Today in the Church we celebrate the feast of the apostle Matthias. The Gospel places us in the context of the Last Supper. Jesus continues teaching about the meaning of true love, which time and again He relates to life and joy. He invites us to remain in his love. And doing so means remaining in his words: actively listening to them and making them the foundation of our own life. We remain united to Christ through faith and love. And our own love is a response to the Love we have received.

Jesus’ words in today’s Gospel tell us that the Father’s commandments are not something foreign to us, something that comes from outside, but rather they are, as it were, our “spiritual DNA.” The commandments tell who we are, what we are made for, what we need to aspire to. At the heart of this spiritual DNA is the commandment to love one another, but with a love whose measure we can only grasp by looking at Christ’s love for us.

God is the one who first chooses us, and grants us a vocation. As he did with Saint Matthias. In the passage from the Acts of the Apostles that the Church presents to us in the first reading of the Mass, the disciples pray for guidance to determine the call of a new apostle. After praying, they cast lots and the lot fell on Matthias, who was added to the eleven apostles. According to Tradition, “Matthias, who completed the number of the twelve apostles, went to Ethiopia where, after leading many people to Christ, with a courageous spirit he received the crown of martyrdom" (cf. Clement of Alexandria, Stromata).

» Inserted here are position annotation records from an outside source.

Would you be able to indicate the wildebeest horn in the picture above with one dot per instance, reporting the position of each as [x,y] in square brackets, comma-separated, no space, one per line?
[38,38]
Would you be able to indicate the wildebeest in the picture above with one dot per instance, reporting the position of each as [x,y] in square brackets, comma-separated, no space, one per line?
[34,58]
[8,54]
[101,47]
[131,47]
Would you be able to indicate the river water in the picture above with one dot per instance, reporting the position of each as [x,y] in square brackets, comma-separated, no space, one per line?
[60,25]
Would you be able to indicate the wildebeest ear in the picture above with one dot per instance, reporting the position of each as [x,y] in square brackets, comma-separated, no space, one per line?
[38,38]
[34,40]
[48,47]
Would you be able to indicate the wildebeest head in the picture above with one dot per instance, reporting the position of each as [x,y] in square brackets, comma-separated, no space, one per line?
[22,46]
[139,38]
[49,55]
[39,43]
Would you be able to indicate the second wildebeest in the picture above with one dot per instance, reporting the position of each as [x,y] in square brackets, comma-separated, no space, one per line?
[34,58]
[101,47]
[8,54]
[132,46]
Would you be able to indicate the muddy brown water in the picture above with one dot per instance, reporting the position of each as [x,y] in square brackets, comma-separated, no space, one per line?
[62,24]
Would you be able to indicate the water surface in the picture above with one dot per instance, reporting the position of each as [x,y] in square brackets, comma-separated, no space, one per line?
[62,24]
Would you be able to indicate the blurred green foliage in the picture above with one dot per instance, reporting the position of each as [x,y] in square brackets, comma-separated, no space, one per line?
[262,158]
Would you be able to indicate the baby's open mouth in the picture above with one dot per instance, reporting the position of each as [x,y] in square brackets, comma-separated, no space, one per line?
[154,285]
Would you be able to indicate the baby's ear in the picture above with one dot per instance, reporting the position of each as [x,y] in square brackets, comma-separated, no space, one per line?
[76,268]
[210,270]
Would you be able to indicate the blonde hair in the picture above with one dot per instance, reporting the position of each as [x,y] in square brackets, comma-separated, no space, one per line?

Like the apostle Matthias, you and I too are called by God to proclaim the Good News. Each of us, in our specific circumstances, but all with the same radical call. We too are lucky, for God has fixed his eyes on us. A vocation, every vocation, is a mystery, and its discovery is a gift of the Spirit. Benedict XVI said: “The secret of a vocation is in one’s relationship with God, in prayer that grows amid interior silence, in the ability to hear the God who is always near us. And this is true both before the choice, that is, at the moment of deciding and setting out on the path, and afterwards, in order to persevere and be faithful on the path.”[1] Let us ask God for light to see our vocation and strength to bring the message of love for one another to every corner of the world, as did Saint Matthias.

[1] Benedict, Encounter with Young People in Sulmona, 4 July 2010.